Starting Over 101

Amy Myers wasn't going to be spending her 21st birthday, a Saturday in the end of September, like she imagined.

The senior from Cincinnati wasn't going to be surrounded by her friends or celebrating her coming-of-drinking-age in an iconic New Orleans bar like Pat O'Briens or The Boot.

She wakes each morning in a Central Campus apartment, thousands of miles from friends and family, hundreds of miles from her car or belongings, which sit in a New Orleans house so old that it shook when a bus drove past. At least it shook then, before Katrina.

Myers, who attended Tulane, is just one of about 60 students who have enrolled at Duke from hurricane-ravaged universities. They come from different schools, with different majors and different life dreams, but there is one common bond between them. They've lost their college experience.

"It's never going to be the same," said Bryan Molter, a sophomore biomedical engineering student who attended Tulane before arriving at Duke.

Katrina displaced an estimated 100,000 college students in Mississippi and Louisiana and closed countless institutions there temporarily. As the rest of America sat glued to 'round-the-clock television coverage, these students became one of thousands in an academic diaspora that now stretches from coast to coast. A relative handful of such students made it to Duke, and in the days since they left their lives behind in New Orleans, they've tried to immerse themselves again in university life. But many say that it's hard to forget - or replace - the intangible community spirit that defined their university lives.

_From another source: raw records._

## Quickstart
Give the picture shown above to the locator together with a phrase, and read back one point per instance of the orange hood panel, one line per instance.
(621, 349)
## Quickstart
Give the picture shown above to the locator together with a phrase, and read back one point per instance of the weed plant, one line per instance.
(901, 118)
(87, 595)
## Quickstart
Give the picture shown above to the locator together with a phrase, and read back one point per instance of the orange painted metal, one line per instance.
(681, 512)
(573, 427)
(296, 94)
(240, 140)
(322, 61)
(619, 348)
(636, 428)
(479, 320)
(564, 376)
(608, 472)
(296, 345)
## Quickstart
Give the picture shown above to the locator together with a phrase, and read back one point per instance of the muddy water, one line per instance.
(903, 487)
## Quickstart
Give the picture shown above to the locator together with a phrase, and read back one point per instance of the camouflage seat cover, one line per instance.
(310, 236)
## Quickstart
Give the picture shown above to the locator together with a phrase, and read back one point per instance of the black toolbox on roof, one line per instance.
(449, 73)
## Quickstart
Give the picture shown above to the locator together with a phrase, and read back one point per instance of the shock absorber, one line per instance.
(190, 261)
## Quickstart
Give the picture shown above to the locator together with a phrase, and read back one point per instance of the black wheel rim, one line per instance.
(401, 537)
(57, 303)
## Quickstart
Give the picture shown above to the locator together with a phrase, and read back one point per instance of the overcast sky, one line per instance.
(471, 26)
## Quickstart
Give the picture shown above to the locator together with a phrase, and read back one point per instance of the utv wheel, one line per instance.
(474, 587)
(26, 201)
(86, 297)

For some, like Myers, leaving New Orleans meant heading into the relief and recovery efforts. As Director of Operations for Tulane Emergency Medical Services Myers was called to Baton Rouge by the state's FEMA director just hours before Katrina hit. From the makeshift triage center set up on the campus of Louisiana State University, Myers spent 16-hour days treating and transporting Katrina's survivors. She recognized one bloodied woman as a former Tulane classmate.

"It's just so bad down there. The devastation was unbelievable," said Myers, who spent a week in Baton Rouge before arriving at Duke. "What I was treating these patients for...just hearing the stories, that was the hardest part."

Dwight Blass, a senior economics major, is chair of CACTUS-Tulane's largest community service coalition, the Community Action Council of Tulane University Students. He spent the days prior to Katrina moving his belongings from a fifth floor storage unit to a first floor apartment, ironic now, and hoping to reach out to new freshmen and get them involved in service. The computer he spend a summer working to pay for is probably gone, but he refuses to concede that Tulane-or New Orleans- will fall to Katrina.

"Our graduating class will be defined by this event - for spending half of its senior year away, in the face of Katrina," he said. "But we're going to be closer and stronger because of it."